Diferenças
Mamãe dizia conhecer ouro de outros tempos. Não era nada que morresse ou matasse em seu vilarejo, lá onde nascera e fora criada. Por lá por suas bandas, onde a vida era outra coisa, essas pedras, que por cá nos levam a assassinar alguém eram apenas pedra dourada, pedra boa para escorar porta ou para outro uso qualquer.
Ela não servia para comprar nada, para pagar nada, não se trocava por nada, não se usava pra fazer anel, não valia tanto, não tinha esse valor todo que tem por aqui, porque não entregava esse valor todo para os moradores dali daquele vilarejo.
Precisavam, dizia ela com muito orgulho, era de água. Água valia muito. Quem tinha um pedaço de terra passando um riachinho que fosse era muito rico. Precisavam de comida, plantada do pé para colher, caçada no mato pra abater e comer. Isso tinha sim muito valor. Aliás, dizia ela, o valor era uma coisa muito clara e muito simples pra eles: era tudo que lhes servia diariamente para continuarem vivos. Nesse caso, até as pessoas, as relações com os vizinhos, amigos e inimigos, tinham muito valor, porque quando alguém perdia sua casa por enchente ou outra tragédia que fosse, todos, até os inimigos, se juntavam para construir a casa todinha de novo.
Então, gente, água, comida, um povo e um teto tinham muito valor. Mas pedra era, em sim, pedra, apenas isso e nada mais. Nunca que os idosos de lá, dizia mamãe escandalizada, iriam entender que um pedaço de pedra amarela teria tanto valor por ser derretida e transformada em joia. Inclusive seria complicado até explicar o conceito de joia, porque dizer que são enfeites que embelezam, pelos quais se mata e morre, não faria sentido para eles, porque seus enfeites eles tiravam da natureza sem precisar matar ninguém e sem explorar a vegetação, replantando tudo, para manter para as próximas gerações. Verdade seja dita, esse conceito de preservar tudo que se tinha à disposição como ato de preservar a vida depois de si, por responsabilidade de quem vive, era inato a que vivia naquela vilazinha.

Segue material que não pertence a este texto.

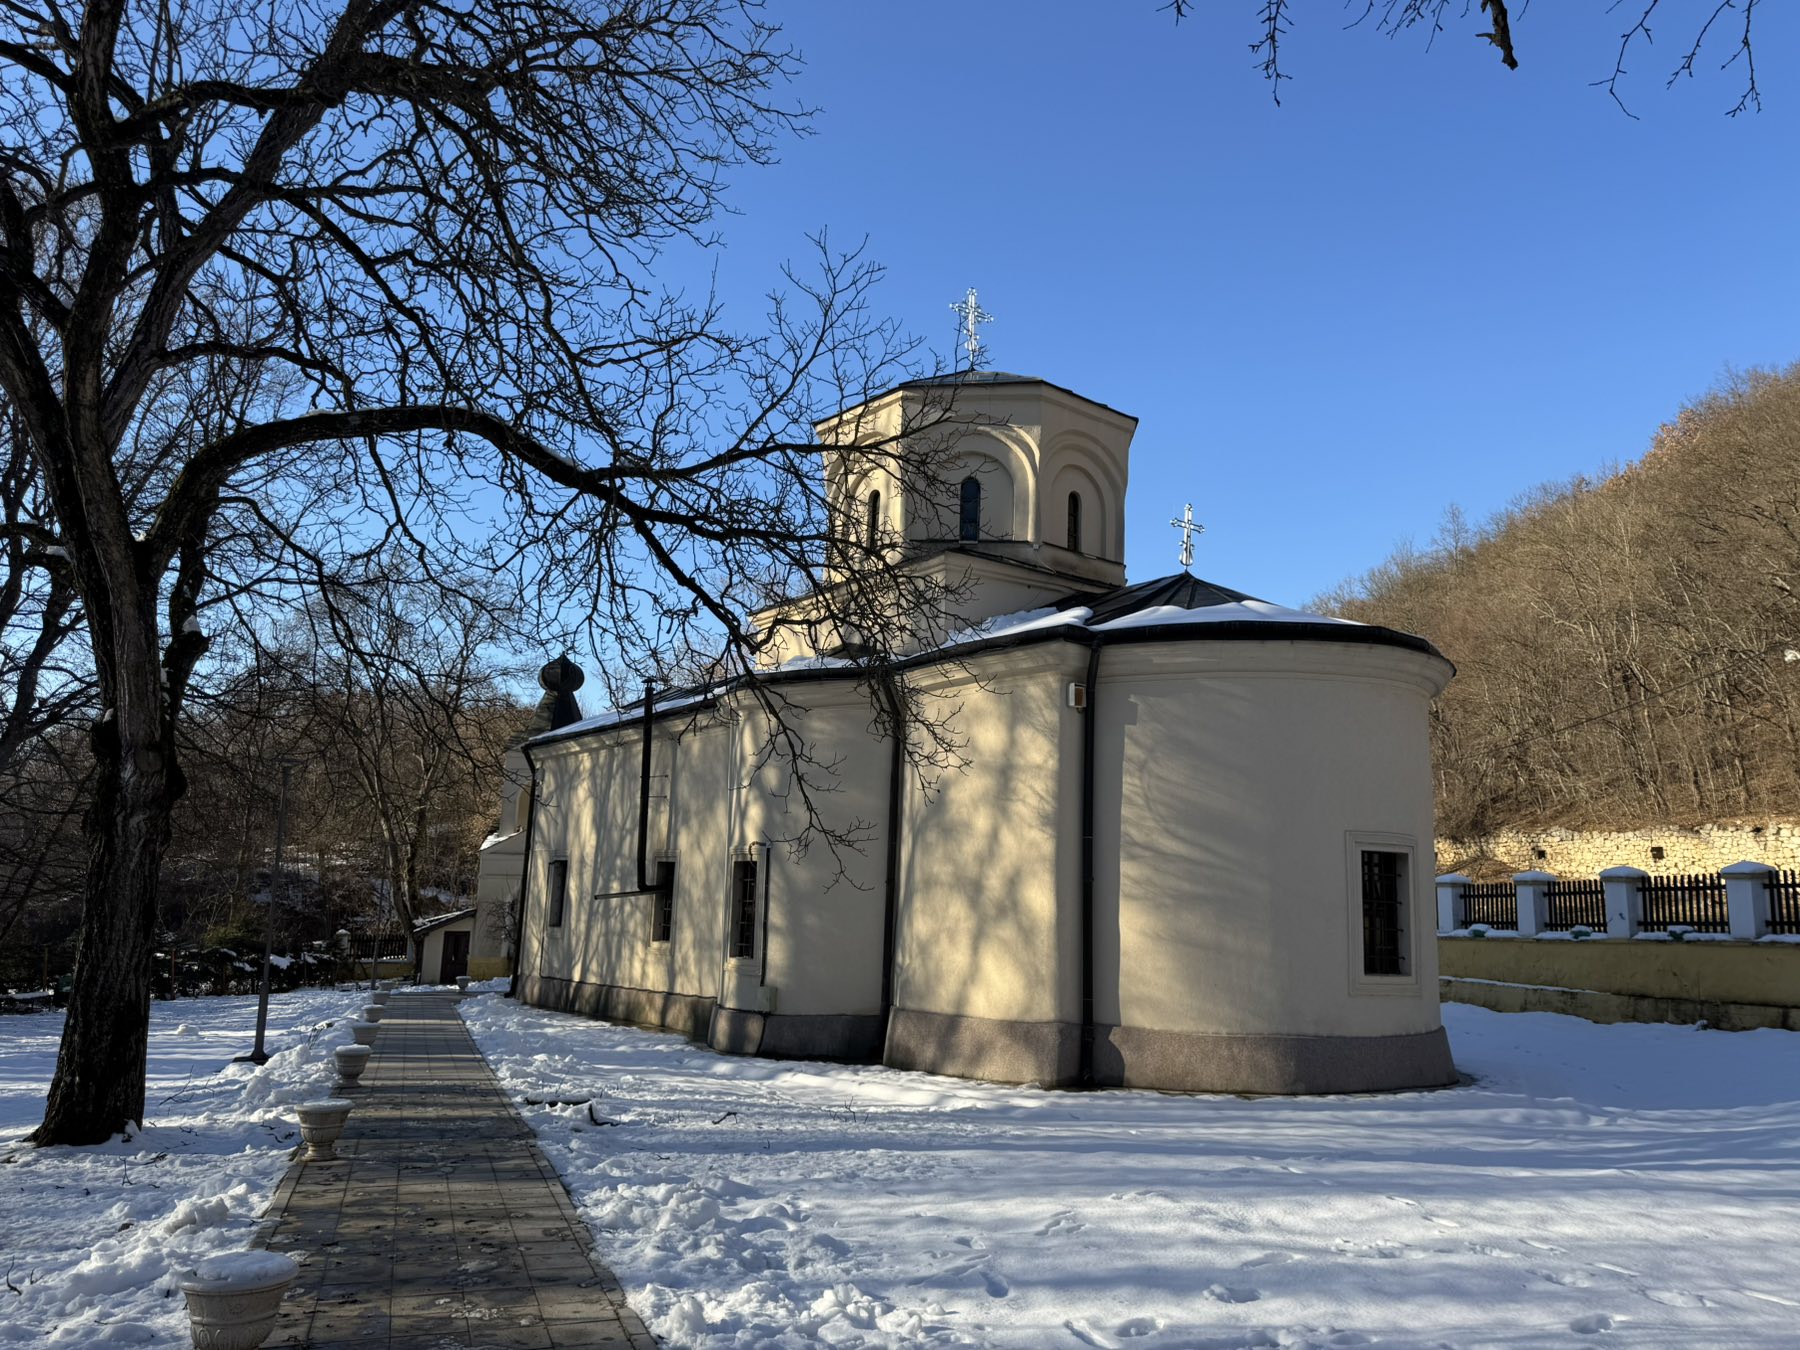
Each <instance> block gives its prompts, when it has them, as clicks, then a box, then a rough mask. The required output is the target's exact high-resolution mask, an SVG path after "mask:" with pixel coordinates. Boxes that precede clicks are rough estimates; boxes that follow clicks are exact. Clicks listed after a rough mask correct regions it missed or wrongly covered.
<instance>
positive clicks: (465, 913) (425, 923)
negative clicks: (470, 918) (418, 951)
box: [412, 909, 481, 938]
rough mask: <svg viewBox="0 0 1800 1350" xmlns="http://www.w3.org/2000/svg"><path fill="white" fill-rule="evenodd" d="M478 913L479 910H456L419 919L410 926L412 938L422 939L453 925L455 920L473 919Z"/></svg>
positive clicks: (472, 909)
mask: <svg viewBox="0 0 1800 1350" xmlns="http://www.w3.org/2000/svg"><path fill="white" fill-rule="evenodd" d="M479 913H481V911H479V909H457V911H454V913H450V914H437V916H436V918H421V920H419V922H418V923H414V925H412V936H414V938H423V936H425V934H427V932H437V929H443V927H448V925H450V923H455V922H457V920H463V918H473V916H475V914H479Z"/></svg>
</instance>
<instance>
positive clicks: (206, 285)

Às vezes, pegávamos a mamãe chorando, sentindo falta da vida simples que tinha lá, dizia ela. Vida que não voltava mais, que não se encontrava mais. Tinha tudo sido corrompido com esse jeito de quem pensa que enfeite vale mais que vida, que vida recebe valor à medida que recebe enfeite cor do sol.

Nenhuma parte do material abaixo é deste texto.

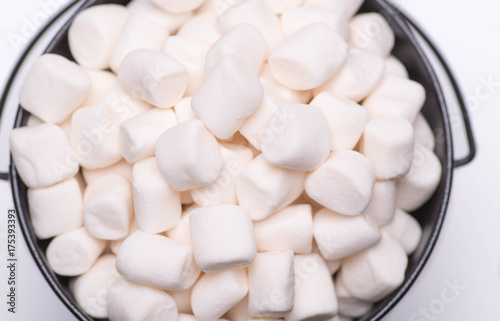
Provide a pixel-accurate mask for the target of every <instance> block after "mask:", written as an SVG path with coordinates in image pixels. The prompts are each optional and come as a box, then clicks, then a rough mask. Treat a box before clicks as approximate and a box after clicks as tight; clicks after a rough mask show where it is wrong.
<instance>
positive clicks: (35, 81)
mask: <svg viewBox="0 0 500 321" xmlns="http://www.w3.org/2000/svg"><path fill="white" fill-rule="evenodd" d="M89 89H90V77H89V76H88V75H87V73H85V70H84V69H83V68H81V67H80V66H78V65H77V64H76V63H74V62H72V61H69V60H68V59H66V58H64V57H63V56H59V55H55V54H44V55H42V56H40V57H39V58H38V59H37V60H36V61H35V63H34V64H33V66H32V67H31V69H30V71H29V72H28V75H27V76H26V79H25V80H24V83H23V85H22V86H21V89H20V92H19V103H20V104H21V106H22V107H23V108H24V109H25V110H27V111H29V112H30V113H32V114H34V115H35V116H37V117H38V118H40V119H41V120H43V121H45V122H48V123H61V122H63V121H64V120H65V119H66V118H68V117H69V116H70V115H71V113H72V112H73V111H74V110H75V109H76V108H78V106H80V104H81V103H82V102H83V101H84V100H85V97H87V94H88V92H89Z"/></svg>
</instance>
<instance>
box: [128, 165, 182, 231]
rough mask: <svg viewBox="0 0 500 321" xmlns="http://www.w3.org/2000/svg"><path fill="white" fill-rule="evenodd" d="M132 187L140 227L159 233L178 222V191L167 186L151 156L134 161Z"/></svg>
mask: <svg viewBox="0 0 500 321" xmlns="http://www.w3.org/2000/svg"><path fill="white" fill-rule="evenodd" d="M132 188H133V195H134V211H135V219H136V221H137V225H138V226H139V228H140V229H141V230H142V231H144V232H147V233H160V232H164V231H166V230H168V229H171V228H173V227H175V226H176V225H177V224H178V223H179V221H180V219H181V213H182V205H181V195H180V193H179V192H177V191H174V190H173V189H172V188H171V187H170V186H168V184H167V181H166V180H165V179H164V178H163V176H162V175H161V172H160V168H159V167H158V163H157V162H156V158H155V157H148V158H145V159H142V160H140V161H138V162H136V163H135V164H134V169H133V179H132Z"/></svg>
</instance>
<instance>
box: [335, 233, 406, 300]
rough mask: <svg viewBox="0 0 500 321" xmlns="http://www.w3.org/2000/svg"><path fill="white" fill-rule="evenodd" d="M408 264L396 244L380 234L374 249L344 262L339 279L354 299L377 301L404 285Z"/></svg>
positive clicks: (370, 248)
mask: <svg viewBox="0 0 500 321" xmlns="http://www.w3.org/2000/svg"><path fill="white" fill-rule="evenodd" d="M407 263H408V257H407V256H406V253H405V251H404V249H403V247H402V246H401V245H400V244H399V242H398V241H397V240H396V239H394V238H392V237H391V236H389V235H387V234H385V233H382V239H381V240H380V242H378V243H377V244H376V245H375V246H372V247H371V248H369V249H367V250H365V251H363V252H360V253H358V254H355V255H353V256H350V257H348V258H345V259H344V261H343V262H342V268H341V270H340V272H339V273H341V274H340V275H339V277H340V278H341V279H342V282H344V285H345V288H346V289H347V291H348V292H349V293H350V294H351V295H352V296H353V297H355V298H358V299H361V300H364V301H369V302H376V301H378V300H380V299H382V298H384V297H385V296H387V295H388V294H389V293H391V292H392V291H394V290H395V289H396V288H397V287H399V286H400V285H401V284H402V283H403V280H404V277H405V270H406V266H407Z"/></svg>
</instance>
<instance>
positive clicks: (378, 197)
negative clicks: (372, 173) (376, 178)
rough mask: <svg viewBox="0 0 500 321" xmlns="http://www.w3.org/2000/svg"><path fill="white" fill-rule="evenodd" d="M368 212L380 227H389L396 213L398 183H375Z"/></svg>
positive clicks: (386, 181)
mask: <svg viewBox="0 0 500 321" xmlns="http://www.w3.org/2000/svg"><path fill="white" fill-rule="evenodd" d="M368 210H369V212H370V213H371V214H372V216H373V218H374V219H375V222H377V225H378V226H384V225H387V224H389V223H390V222H391V221H392V219H393V218H394V213H395V211H396V181H394V180H385V181H376V182H375V186H374V187H373V193H372V199H371V201H370V204H369V205H368Z"/></svg>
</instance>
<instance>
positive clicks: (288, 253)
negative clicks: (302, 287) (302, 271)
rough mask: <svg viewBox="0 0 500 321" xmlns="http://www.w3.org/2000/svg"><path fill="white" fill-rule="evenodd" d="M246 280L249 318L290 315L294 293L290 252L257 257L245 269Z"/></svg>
mask: <svg viewBox="0 0 500 321" xmlns="http://www.w3.org/2000/svg"><path fill="white" fill-rule="evenodd" d="M248 280H249V293H248V297H249V303H248V313H249V314H250V315H251V316H254V317H274V318H279V317H283V316H285V315H286V314H287V313H289V312H290V311H292V308H293V302H294V292H295V291H294V290H295V275H294V266H293V251H292V250H285V251H282V252H268V253H258V254H257V256H256V257H255V261H254V262H253V264H252V265H251V266H250V267H249V268H248Z"/></svg>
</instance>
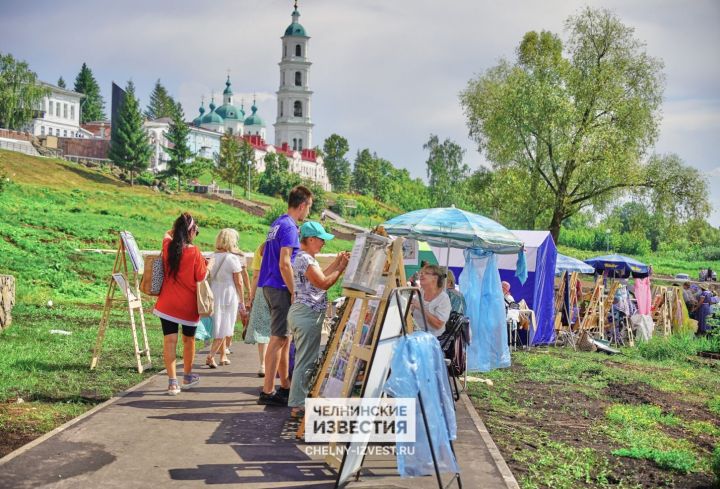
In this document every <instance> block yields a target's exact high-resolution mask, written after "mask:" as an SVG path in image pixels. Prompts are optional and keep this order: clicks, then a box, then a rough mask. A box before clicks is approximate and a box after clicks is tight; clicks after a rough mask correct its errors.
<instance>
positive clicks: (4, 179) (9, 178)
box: [0, 168, 10, 194]
mask: <svg viewBox="0 0 720 489" xmlns="http://www.w3.org/2000/svg"><path fill="white" fill-rule="evenodd" d="M9 185H10V178H8V176H7V175H6V174H5V172H4V171H3V170H2V168H0V194H1V193H3V190H5V188H7V187H8V186H9Z"/></svg>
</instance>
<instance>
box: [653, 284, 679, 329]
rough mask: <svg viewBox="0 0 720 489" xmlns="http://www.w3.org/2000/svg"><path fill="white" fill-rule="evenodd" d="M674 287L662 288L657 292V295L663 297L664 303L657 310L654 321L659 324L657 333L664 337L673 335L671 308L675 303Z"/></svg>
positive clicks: (656, 310)
mask: <svg viewBox="0 0 720 489" xmlns="http://www.w3.org/2000/svg"><path fill="white" fill-rule="evenodd" d="M672 289H673V288H672V287H664V286H660V287H658V288H657V289H656V290H657V291H656V295H659V296H661V297H662V303H661V304H660V306H659V307H658V308H657V309H656V310H655V314H654V319H655V322H656V324H657V327H656V328H655V333H660V334H662V335H663V336H664V337H666V338H667V337H668V336H670V334H672V312H671V308H672V305H673V302H674V296H675V293H674V292H673V290H672Z"/></svg>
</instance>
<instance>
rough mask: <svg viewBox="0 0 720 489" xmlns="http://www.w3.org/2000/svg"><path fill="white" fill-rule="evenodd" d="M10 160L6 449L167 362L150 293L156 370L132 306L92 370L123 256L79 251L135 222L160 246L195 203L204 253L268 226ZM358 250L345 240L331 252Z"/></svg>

Para alguns, ouro é mesmo ouro, objeto pelo qual se mata e se morre. Para outros, ouro é somente o que é: pedra amarela tirada da natureza para um uso simples, e enfeite é apenas objeto para realçar a beleza da vida, para demonstrar que se ama e se celebra a vida. Nunca para lhe atribuir valor, porque vida já vale tudo que precisa somente em ser vida.